Title 23. Labor and Workers’ Compensation
Chapter 3-a. Prohibited Discrimination in Employment
Part III. Disability
23:322 Definitions
For the purposes of this Part, the following terms shall have the following meanings ascribed to them:
(1) “Adaptive devices” means any items utilized to compensate for a physical or mental impairment, including but not limited to braces or other supports, wheelchairs, talking boards, hearing aids, corrective devices, corrective lenses, or seeing eye dogs.
(2) “Direct threat” means a significant risk to the health or safety of the individual or others that cannot be eliminated by reasonable accommodation.
(3) “Person with a disability” means any person who has a physical or mental impairment which substantially limits one or more of the major life activities, or has a record of such an impairment, or is regarded as having such an impairment.
(4) “Discrimination” shall include unreasonable segregation or separation.
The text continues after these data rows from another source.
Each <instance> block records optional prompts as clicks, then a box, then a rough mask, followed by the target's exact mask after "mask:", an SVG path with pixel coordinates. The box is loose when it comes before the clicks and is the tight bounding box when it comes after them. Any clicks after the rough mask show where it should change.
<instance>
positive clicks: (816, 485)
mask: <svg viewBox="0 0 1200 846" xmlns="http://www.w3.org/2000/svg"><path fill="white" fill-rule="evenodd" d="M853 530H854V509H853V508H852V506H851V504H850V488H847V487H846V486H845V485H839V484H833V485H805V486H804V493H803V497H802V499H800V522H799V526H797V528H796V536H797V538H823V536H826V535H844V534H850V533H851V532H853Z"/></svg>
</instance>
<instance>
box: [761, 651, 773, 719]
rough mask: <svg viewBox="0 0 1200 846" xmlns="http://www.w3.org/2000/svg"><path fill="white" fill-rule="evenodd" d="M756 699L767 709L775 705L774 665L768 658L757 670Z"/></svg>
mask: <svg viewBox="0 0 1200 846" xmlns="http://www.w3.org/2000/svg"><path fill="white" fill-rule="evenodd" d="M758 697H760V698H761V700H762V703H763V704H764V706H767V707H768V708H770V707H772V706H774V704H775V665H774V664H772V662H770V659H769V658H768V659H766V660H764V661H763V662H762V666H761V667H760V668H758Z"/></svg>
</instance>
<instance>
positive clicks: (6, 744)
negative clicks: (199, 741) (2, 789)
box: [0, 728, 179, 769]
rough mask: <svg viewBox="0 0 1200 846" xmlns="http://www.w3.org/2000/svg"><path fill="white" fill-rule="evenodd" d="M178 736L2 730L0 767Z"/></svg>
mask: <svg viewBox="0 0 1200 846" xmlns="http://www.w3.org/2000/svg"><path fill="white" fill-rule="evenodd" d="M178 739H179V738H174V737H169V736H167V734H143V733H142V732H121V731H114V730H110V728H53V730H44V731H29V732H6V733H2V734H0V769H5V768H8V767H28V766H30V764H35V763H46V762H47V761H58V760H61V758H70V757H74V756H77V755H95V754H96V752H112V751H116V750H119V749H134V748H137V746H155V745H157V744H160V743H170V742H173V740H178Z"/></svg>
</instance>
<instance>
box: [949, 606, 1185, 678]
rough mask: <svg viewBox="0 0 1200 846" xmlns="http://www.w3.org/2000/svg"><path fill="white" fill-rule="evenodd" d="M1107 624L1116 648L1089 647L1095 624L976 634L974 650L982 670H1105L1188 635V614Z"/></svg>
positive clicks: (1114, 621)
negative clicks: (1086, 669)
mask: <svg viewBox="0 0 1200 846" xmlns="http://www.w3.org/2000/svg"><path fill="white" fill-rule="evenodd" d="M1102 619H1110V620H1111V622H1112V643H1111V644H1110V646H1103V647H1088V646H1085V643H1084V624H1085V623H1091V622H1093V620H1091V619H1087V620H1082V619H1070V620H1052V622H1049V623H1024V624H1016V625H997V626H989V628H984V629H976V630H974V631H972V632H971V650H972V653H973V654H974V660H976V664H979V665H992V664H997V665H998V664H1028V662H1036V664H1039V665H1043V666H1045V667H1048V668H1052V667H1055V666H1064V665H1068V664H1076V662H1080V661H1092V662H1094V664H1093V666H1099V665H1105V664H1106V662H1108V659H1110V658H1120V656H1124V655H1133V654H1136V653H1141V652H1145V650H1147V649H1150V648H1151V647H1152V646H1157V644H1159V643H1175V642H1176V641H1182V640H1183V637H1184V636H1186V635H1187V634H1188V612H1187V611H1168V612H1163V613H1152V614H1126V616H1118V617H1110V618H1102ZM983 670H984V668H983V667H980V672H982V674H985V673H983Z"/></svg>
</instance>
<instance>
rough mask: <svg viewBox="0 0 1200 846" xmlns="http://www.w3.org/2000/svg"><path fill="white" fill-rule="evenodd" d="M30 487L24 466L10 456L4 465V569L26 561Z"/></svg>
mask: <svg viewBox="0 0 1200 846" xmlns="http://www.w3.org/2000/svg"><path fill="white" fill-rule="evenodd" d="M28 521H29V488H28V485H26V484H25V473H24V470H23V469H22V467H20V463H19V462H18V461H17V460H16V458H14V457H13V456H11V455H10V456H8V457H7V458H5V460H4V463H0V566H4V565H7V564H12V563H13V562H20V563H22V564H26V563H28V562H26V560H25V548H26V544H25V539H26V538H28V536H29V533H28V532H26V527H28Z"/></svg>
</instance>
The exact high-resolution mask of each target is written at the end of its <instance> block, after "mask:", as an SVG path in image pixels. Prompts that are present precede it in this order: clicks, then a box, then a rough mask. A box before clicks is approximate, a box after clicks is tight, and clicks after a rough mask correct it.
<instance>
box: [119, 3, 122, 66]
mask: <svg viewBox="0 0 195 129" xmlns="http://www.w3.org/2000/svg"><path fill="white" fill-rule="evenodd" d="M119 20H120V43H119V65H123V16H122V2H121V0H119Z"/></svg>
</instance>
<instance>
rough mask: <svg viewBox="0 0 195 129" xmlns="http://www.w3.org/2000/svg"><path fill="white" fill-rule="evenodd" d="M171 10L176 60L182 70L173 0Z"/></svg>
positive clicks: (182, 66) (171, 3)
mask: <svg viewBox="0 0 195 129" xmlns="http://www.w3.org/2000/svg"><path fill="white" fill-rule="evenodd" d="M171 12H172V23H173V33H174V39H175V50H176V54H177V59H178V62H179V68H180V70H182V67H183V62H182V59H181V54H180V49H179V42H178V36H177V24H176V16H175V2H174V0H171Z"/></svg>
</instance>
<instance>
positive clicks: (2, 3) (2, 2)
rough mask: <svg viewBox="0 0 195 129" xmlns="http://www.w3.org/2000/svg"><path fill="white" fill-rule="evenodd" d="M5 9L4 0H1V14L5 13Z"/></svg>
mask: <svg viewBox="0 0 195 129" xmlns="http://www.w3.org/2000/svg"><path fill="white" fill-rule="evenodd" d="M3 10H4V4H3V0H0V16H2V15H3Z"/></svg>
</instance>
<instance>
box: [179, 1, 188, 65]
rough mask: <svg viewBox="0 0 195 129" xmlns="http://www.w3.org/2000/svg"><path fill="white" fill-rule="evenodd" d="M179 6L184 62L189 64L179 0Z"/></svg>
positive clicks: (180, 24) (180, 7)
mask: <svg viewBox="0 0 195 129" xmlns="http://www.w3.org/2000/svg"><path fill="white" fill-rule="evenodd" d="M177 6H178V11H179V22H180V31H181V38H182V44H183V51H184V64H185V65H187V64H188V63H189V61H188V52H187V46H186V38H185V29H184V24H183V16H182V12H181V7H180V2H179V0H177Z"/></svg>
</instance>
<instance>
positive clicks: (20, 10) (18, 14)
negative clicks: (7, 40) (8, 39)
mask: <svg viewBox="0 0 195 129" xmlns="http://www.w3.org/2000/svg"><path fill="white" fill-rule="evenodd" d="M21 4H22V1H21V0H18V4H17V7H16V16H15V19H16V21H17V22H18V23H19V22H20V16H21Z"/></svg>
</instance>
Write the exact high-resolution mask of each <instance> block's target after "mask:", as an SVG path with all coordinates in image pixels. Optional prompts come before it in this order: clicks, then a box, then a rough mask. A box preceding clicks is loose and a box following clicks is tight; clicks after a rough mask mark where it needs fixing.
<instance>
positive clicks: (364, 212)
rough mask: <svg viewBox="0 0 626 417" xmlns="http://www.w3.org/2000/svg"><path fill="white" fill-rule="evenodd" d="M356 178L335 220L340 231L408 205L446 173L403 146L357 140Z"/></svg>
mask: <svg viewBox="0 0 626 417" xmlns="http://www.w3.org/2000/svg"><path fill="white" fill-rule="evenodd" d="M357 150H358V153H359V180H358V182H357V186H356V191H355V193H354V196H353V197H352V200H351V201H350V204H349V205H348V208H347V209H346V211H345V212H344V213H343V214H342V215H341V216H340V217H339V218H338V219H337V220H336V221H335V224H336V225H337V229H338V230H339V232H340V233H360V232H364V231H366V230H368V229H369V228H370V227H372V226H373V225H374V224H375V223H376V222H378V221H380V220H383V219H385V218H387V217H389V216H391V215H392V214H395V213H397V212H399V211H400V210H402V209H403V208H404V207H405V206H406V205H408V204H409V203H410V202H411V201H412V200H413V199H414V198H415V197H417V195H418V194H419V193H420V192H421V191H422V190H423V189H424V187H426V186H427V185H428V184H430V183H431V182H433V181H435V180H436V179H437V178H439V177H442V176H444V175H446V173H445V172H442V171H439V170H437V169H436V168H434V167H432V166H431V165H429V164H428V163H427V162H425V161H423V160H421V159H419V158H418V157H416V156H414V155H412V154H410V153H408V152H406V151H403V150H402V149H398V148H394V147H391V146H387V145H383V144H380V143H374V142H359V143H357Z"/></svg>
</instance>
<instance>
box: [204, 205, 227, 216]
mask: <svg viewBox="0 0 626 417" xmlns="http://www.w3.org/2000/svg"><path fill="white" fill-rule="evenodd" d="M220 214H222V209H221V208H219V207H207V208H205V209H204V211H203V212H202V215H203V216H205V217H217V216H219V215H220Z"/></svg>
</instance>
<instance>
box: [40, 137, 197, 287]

(5) “Essential functions” means the fundamental job duties of the employment position the person with a disability holds or desires. “Essential functions” does not include the marginal functions of the position.
(6) “Impairment” means an intellectual disability, any physical or physiological disorder or condition, or prior mental disorder or condition, but, at the discretion of the employer, may not include chronic alcoholism or any other form of active drug addiction, any cosmetic disfigurement, or an anatomical loss of body systems.
(7) “Major life activities” means functions such as caring for one’s self, performing manual tasks, walking, seeing, hearing, speaking, breathing, learning, and working.
(8) “Otherwise qualified person with a disability” means a person with a disability who, with reasonable accommodation, can perform the essential functions of the employment position that such person holds or desires.
(9) “Reasonable accommodation” means an adjustment or modification to a known physical limitation of an otherwise qualified person with a disability which would not impose an undue hardship on the employer. This shall not require an employer to spend more for architectural modifications than that amount now allowed as a federal tax deduction. However, “reasonable accommodation” shall not be construed to impose on any private sector employer, unless otherwise required by law or under any contract with a federal, state, or local governmental body or subdivision, any additional costs in the hiring or the promotion of a person with a disability. Undue hardship is determined on a case-by-case basis taking into account all of the following:
(a) The employee or applicant for which accommodation is to be made.
(b) The specific disability of employee or applicant.
(c) The essential job duties of the position.
(d) The working environment.
Added by Acts 1997, No. 1409, § 1, eff. Aug. 1, 1997. Amended by Acts 2014, No. 811, § 12, eff. June 23, 2014.